May Simon, Suzanne, Liliane, Andrée, Solange

Témoignage d’Andrée Olff, née May

            Avant la guerre, j’habitais Strasbourg avec mes parents et mes deux sœurs Liliane et Solange, douze et six ans. Moi-même, j’avais onze ans.
Suite à l’évacuation de Strasbourg en 1940, nous nous sommes repliés à Grandvillers près de Bruyères dans les Vosges.

Simon May et famille pendant la guerre
La famille May pendant la guerre

            J’allais avoir quatorze ans lorsque les allemands sont venus m’arrêter avec mes deux sœurs, mes parents et une tante, le 14 mars 1944. Après une nuit à la prison d’Épinal-88, nous avons été internés à la prison d’Écrouves-54 pendant quelques jours, puis ce fut Drancy.
C’est le 13 avril 1944 par le convoi n° 71 que nous avons quitté Drancy. Mille cinq cent personnes étaient entassées dans des wagons à bestiaux, soixante dix par wagon. En 1945, on comptait soixante dix femmes survivantes et trente cinq hommes. Il y avait des gens de tous les âges, des enfants, des vieillards, des malades, et pas de place pour s’allonger. La tinette qui servait aux besoins se renversait. L’air était irrespirable. Le voyage a duré trois jours.
À l’arrivée à Birkenau, ma sœur aînée Liliane, ma tante et moi-même avons dû prendre la file de gauche et mes parents et ma sœur Solange ont pris la file de droite. Nous pensions nous retrouver par la suite.
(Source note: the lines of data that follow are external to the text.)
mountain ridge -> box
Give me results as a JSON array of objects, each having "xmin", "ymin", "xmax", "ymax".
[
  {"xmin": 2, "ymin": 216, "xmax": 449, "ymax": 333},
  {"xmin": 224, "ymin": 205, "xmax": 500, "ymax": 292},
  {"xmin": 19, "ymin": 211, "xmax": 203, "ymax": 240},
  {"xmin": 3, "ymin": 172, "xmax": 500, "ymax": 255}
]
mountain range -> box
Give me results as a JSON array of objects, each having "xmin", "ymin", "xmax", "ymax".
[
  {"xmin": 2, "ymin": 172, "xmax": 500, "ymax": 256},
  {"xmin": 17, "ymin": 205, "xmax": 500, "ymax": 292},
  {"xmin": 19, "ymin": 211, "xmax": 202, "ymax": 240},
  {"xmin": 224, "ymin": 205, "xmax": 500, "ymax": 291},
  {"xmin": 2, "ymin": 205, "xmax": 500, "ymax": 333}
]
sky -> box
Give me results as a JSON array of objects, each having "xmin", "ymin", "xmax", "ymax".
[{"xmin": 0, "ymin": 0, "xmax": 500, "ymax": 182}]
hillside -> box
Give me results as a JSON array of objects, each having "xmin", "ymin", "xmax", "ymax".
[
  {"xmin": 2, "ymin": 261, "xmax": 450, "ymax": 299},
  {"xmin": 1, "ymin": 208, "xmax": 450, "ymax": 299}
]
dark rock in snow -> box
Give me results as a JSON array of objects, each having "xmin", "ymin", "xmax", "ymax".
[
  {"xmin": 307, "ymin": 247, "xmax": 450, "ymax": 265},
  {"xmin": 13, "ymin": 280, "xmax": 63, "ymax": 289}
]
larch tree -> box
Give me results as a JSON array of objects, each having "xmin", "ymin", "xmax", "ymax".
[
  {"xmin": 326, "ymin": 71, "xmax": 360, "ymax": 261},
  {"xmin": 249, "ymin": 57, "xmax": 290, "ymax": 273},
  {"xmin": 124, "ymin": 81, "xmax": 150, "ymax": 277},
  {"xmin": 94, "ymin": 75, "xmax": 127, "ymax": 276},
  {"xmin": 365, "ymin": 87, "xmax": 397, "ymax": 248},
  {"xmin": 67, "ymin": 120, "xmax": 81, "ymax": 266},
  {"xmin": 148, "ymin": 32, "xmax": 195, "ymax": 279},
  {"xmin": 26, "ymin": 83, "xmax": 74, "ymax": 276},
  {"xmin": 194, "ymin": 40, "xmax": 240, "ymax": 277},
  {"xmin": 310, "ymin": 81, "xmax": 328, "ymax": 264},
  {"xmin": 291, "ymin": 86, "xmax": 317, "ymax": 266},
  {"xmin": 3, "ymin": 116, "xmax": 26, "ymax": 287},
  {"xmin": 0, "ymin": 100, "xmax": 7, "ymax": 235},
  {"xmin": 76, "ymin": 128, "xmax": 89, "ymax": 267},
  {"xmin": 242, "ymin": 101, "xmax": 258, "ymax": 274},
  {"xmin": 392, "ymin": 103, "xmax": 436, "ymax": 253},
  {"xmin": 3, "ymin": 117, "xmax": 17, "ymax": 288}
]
Nous ne savions pas ce qui nous attendait. Ma sœur et moi nous sommes trouvées dans une grande baraque. C’était le bâtiment réservé à l’épouillage. On nous a pris tous nos vêtements et affaires personnelles. On nous a rasées de la tête aux pieds, sous les aisselles, le pubis. C’était une humiliation terrible. Puis, on nous a tatouées  sur l’avant-bras gauche. Ensuite, nous sommes passées sous une douche froide. Ensuite, distribution de haillons, de chaussures qui n’étaient pas à notre pointure. Puis nous étions mises en quarantaine dans une baraque.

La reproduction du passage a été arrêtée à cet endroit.